Human neurotrophic polyomavirus JCV is considered the most important cause of diffuse demyelinating disease, such as PML [6]. This virus is first transmitted through the nose and mouth and then transmitted to the bone marrow and kidneys through infected lymphocytes [8]. Under these conditions, the virus can remain in the latent phase for many years. It is clear that, under the conditions of dysfunction of the immune system, the invading virus increasingly causes uncontrolled infection throughout the body.
Although the exact mechanism of the immune response to JCV is still unclear, a review of the 26 cases of PID associated with PML helps solve this complex puzzle. For example, a report of four cases with PML who had gain-of-function (GOF) mutations in STAT-1 revealed the major role of STAT-1 in controlling interferon (IFN) responses. Accordingly, it can be concluded that IFNs, especially gamma interferon (IFN-γ), play a significant role in controlling JCV [9]. As another hypothesis in patients with GOF mutations in STAT-1, increased expression of programmed cell death protein ligand 1 (PD-L1) on T cells leads to anergy and dysfunction of these cells, which in turn predisposes to PML [6]. The association of disorders such as DOCK8 deficiency [10] and hyper-IgE syndrome [11] with PML suggests a possible role for IL-17 in controlling the virus in normal individuals. Our report regarding the first PML case with RAC2 deficiency mutation provoked us to investigate the possible roles of this gene in the response of the immune system to JCV. RAC2 protein, as a member of the Rho GTPase family, plays a key role in the regulation of the cellular process of neutrophils in the activity of cytoskeleton actin dynamics, chemotaxis of neutrophils, cell migration, and NADPH oxidase activity [12].

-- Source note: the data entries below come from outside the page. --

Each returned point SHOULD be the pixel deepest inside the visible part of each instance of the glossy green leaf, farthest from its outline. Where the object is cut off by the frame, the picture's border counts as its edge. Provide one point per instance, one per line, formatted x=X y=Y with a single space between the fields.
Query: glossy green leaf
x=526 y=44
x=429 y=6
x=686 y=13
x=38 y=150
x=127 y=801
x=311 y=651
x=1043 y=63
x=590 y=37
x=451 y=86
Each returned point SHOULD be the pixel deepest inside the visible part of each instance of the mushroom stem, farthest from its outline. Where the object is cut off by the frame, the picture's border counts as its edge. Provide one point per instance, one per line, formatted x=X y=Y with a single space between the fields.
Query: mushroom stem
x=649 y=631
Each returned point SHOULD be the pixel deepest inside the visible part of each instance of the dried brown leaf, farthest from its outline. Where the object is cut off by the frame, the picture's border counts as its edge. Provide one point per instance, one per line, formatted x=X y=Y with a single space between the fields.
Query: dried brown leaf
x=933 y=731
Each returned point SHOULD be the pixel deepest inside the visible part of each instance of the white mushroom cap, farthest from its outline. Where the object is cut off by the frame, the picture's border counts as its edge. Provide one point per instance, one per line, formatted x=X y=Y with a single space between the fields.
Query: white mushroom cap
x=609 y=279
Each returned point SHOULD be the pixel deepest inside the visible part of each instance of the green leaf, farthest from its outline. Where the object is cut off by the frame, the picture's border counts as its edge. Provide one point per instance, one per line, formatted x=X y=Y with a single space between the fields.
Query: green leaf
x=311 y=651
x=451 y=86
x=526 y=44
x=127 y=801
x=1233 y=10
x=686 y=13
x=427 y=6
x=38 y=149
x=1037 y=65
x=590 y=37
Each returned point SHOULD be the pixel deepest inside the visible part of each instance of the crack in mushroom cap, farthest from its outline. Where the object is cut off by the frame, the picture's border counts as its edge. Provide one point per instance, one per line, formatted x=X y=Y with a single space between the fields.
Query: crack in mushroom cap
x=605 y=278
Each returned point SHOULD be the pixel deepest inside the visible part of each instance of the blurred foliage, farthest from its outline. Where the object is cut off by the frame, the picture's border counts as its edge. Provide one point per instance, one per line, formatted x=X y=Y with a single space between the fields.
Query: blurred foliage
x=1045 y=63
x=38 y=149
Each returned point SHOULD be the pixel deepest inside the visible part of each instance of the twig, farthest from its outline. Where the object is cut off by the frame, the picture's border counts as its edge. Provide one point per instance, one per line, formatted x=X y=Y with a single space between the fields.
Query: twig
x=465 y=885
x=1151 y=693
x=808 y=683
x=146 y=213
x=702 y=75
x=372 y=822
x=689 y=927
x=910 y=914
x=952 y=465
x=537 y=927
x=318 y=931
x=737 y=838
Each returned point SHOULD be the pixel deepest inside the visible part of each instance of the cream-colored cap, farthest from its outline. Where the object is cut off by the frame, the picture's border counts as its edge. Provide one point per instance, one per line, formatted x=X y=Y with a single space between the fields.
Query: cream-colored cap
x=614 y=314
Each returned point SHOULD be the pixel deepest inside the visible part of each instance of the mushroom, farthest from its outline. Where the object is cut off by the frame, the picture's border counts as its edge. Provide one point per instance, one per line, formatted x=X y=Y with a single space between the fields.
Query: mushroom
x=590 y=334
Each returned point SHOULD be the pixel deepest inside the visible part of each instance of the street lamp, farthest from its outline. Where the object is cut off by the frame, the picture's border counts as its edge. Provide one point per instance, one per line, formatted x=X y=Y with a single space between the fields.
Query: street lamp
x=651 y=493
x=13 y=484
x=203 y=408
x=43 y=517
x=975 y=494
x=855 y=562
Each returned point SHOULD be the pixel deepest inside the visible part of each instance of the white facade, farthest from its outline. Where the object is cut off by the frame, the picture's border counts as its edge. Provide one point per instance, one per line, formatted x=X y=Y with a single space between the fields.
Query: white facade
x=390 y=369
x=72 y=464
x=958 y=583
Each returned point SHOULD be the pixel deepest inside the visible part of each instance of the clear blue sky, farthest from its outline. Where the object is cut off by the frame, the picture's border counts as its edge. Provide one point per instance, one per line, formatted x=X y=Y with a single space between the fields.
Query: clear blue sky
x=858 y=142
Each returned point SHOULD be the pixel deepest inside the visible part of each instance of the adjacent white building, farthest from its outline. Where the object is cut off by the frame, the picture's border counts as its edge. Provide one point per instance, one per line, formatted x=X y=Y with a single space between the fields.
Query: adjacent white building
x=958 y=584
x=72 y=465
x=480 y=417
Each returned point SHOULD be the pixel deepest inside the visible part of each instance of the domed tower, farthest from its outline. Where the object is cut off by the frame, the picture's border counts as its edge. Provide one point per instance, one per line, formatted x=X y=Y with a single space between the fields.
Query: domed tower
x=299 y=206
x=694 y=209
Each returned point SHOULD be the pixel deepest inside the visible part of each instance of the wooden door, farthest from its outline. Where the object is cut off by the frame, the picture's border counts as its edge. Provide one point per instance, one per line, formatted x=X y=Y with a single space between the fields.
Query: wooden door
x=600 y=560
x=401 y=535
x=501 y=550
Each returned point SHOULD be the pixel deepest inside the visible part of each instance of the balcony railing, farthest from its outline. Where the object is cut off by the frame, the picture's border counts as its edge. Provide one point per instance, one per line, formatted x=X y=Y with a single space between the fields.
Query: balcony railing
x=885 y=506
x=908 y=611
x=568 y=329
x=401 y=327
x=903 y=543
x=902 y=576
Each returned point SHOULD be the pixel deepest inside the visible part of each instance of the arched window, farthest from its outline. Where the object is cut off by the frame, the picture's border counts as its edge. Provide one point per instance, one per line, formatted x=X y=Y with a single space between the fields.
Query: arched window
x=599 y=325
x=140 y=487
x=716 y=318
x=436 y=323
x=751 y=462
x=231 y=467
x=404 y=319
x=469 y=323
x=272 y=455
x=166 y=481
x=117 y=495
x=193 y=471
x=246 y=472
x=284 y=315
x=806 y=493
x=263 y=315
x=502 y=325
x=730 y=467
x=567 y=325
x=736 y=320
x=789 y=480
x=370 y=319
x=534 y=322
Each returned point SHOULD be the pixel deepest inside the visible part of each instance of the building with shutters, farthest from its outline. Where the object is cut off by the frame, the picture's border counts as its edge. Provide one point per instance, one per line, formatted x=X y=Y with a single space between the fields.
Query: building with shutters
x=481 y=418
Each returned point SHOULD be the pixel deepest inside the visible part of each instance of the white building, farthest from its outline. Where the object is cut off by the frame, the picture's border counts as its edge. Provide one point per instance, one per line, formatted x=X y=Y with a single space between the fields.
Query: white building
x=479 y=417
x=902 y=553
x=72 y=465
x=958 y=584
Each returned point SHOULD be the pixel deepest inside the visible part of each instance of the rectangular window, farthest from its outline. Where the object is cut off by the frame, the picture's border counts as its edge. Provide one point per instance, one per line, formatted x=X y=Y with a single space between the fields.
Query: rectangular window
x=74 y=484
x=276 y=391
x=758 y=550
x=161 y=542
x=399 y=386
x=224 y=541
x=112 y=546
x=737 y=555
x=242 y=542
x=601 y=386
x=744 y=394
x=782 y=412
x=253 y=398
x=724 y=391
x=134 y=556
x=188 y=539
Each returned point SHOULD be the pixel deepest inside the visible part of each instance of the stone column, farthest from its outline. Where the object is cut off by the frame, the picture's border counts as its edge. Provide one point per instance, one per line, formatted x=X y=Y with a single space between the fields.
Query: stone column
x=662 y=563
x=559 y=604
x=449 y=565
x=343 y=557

Although our patient and his sibling had no symptoms in favor of neutrophil dysfunction despite having mutations in the same gene during infancy, the first manifestations at older ages can be attributed to their hypogammaglobulinemia, which suggests a significant role of the RAC2 gene in the development and activation of B and T cells. In the sample that was taken from the patient, a decrease in chemotaxis, as well as in the number and morphology of granules in neutrophils, confirmed serious dysfunction in these cells, but the patient did not have a specific manifestation in favor of neutrophil disorder. Nevertheless, immunophenotyping of lymphocytes in the patient indicated B-cell lymphopenia and abnormalities in T-cell subpopulations, with reversed ratio of CD4/CD8 T cells, decreased percentages of naive CD4, and CD8 T cells, and regulatory T and recent thymic emigrant cells [12]. Therefore, it may be concluded that the patient had a combined disorder of B cells and T cells, which predisposed him to reactivation of latent JCV infection and PML. Cellular immunity plays a very important role in controlling JCV infection. The role of humoral immunity is not exactly known; in the patient of the current study, PCR for JCV was performed on a sample taken from CSF to confirm the diagnosis of PML [13].
Regarding PML treatment, it is important to pay attention to a few general strategies after making a correct and timely diagnosis. The first point is to prevent the virus from entering the cells, and the next point is to improve the immune response against the virus and treat predisposing underlying diseases. In the reported patient, with the aim of improving the immune response, firstly, the dose of IVIG was increased. The measured IgG level of the patient was reported to be 1058 mg/dL during hospitalization. Secondly, mirtazapine was used as an antiviral drug to block one of the virus receptors (5HTR2) in the host cells. Pembrolizumab as a PD-L1 inhibitor was another option in the treatment of the patient, although, unfortunately, owing to the high cost, despite the great efforts of the family and medical staff, it was not possible to prepare and prescribe this drug for the patient. Our patient did not respond to any of the treatments and suffered from the progression of neurological symptoms, and eventually died.